It can run 12-seconds in the quarter-mile, mid 7s in the eighth. Nostalgia races are in store, and probably some local Georgia bracket races.

More Tommy McCray touches: The Henry’s hot rod steering wheel is mounted on backwards. His best friend, a machinist who built the headers for it, said that he could cut the steering column down and put the wheel on the right way. Dad Tommy had a ready fix. He said to hell with it, I’ll put it on upside down just to make it clear my chest.

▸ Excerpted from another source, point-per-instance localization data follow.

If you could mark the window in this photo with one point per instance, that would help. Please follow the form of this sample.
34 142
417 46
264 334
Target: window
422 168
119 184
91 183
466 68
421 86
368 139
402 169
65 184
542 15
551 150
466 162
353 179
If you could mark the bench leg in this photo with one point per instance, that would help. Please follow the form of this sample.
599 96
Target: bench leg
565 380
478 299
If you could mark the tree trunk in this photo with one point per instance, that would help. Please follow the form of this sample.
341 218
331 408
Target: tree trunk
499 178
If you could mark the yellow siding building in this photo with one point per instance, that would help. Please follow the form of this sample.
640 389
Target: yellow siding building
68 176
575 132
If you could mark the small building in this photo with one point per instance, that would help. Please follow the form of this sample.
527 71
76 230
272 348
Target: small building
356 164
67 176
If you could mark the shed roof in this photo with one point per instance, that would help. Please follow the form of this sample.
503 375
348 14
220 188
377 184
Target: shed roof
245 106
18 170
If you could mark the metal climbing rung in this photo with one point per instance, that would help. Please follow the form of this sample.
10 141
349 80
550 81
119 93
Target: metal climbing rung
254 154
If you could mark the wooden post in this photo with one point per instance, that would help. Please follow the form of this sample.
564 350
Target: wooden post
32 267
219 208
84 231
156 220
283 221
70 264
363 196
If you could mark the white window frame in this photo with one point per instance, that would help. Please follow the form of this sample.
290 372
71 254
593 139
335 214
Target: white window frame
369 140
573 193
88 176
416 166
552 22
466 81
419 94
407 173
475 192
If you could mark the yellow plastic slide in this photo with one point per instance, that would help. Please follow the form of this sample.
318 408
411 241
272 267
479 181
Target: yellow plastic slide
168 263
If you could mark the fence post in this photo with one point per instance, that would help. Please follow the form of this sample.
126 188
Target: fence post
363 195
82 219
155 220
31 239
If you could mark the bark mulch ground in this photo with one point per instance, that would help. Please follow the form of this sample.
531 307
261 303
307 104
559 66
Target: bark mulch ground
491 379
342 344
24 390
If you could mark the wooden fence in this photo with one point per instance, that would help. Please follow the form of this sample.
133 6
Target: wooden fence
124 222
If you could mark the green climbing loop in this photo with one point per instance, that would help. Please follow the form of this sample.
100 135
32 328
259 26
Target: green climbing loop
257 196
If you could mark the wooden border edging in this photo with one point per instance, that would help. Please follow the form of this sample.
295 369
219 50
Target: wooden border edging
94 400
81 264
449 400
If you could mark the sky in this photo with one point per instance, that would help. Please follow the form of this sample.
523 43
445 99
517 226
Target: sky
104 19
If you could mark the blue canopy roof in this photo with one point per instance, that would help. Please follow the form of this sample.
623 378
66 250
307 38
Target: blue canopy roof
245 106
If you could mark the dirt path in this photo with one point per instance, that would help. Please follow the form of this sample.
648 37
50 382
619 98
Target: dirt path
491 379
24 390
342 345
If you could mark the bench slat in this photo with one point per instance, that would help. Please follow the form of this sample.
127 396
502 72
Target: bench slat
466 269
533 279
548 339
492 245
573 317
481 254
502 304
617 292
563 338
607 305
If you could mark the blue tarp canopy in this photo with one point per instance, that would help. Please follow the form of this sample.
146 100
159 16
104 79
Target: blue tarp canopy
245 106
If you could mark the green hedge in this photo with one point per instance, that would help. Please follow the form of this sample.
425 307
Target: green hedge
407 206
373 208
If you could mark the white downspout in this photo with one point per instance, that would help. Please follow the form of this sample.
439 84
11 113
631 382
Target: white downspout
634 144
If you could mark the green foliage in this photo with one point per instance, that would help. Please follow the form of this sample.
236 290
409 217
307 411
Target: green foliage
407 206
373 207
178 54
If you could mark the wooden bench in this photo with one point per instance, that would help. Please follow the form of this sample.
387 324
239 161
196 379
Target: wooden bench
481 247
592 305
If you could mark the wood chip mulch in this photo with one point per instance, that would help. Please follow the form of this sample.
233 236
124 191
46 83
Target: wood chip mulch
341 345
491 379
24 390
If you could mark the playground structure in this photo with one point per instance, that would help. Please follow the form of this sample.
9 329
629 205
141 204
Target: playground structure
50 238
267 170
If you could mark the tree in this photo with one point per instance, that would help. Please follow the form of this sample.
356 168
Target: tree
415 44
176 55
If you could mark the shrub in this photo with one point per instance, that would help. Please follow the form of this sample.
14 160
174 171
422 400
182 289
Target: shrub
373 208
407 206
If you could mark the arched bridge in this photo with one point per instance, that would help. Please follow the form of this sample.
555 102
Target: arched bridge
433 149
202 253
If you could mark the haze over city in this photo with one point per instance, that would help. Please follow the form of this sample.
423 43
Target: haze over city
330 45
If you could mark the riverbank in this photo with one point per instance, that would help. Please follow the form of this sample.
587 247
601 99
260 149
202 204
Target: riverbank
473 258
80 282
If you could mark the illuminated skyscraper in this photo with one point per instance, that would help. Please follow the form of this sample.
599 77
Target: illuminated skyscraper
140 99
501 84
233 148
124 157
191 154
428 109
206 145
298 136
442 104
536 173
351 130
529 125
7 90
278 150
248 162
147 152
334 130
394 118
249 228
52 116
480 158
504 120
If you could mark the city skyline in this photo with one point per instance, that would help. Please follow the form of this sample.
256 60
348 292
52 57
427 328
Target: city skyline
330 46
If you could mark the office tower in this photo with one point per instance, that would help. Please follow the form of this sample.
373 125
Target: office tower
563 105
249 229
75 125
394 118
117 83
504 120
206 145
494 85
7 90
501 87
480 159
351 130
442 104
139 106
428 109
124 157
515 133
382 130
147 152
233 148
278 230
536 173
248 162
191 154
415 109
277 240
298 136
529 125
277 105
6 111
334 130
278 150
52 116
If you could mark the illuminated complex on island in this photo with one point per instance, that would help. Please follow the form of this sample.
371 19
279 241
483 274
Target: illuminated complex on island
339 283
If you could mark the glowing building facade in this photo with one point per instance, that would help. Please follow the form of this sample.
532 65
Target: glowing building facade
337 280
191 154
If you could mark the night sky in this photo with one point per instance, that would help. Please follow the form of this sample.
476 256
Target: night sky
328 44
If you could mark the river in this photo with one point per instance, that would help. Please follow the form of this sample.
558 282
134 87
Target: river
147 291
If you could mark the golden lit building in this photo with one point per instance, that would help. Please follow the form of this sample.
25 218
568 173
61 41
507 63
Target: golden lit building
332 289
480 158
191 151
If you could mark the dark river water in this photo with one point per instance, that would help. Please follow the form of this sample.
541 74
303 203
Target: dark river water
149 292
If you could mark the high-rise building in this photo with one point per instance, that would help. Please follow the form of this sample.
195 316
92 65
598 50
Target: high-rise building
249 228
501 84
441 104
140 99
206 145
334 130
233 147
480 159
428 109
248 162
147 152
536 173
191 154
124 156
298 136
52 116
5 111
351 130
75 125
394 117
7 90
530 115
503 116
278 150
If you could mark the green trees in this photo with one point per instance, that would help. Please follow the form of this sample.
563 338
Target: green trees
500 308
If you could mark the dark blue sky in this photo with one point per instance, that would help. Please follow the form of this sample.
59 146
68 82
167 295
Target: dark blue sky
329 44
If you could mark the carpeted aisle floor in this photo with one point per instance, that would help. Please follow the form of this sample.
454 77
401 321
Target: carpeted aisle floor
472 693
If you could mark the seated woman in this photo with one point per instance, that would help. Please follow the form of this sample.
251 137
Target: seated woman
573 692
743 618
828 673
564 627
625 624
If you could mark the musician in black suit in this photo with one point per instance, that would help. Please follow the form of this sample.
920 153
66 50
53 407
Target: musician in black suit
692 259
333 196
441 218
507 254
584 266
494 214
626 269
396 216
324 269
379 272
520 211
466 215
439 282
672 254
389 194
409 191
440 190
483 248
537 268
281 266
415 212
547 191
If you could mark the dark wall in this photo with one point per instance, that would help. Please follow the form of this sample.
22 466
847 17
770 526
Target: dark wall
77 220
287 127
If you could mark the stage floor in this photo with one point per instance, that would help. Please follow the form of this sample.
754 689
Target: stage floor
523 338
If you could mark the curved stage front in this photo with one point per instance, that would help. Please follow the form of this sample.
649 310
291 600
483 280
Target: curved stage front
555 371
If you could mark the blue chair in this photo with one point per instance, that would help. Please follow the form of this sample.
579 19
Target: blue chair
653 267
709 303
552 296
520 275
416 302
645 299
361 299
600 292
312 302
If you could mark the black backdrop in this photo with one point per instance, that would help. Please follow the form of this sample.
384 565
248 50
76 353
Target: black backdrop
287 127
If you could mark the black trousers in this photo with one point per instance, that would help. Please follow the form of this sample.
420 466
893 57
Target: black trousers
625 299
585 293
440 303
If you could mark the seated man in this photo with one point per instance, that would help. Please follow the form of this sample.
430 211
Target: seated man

Then there are the headers, which exit out of the heads into a collector that go through a hole in the front fenders above the front tire. “I’ve never seen another like them. Dad used to screw with his opponent on the starting line. He’d clear the engine out and the exhaust would blow right in their ears when they were trying to concentrate on cutting a good light,” Tim McCray said.

And the Henry J tradition will continue in the McCray family. Tim has two more Js at home that he’ll make into one true drag car, “a gasser like the old days but with something off the wall engine-wise, like say a Buick, Olds, Pontiac or Cadillac. I’ll make some serious horsepower, set the engine way back with a straight axle and skinnies on the front and a Moon tank in the grille. I want something I can take to the track and thrash on and if I tear it up, it won’t hurt my feelings. But it would break my heart if I were to crash his Henry J.”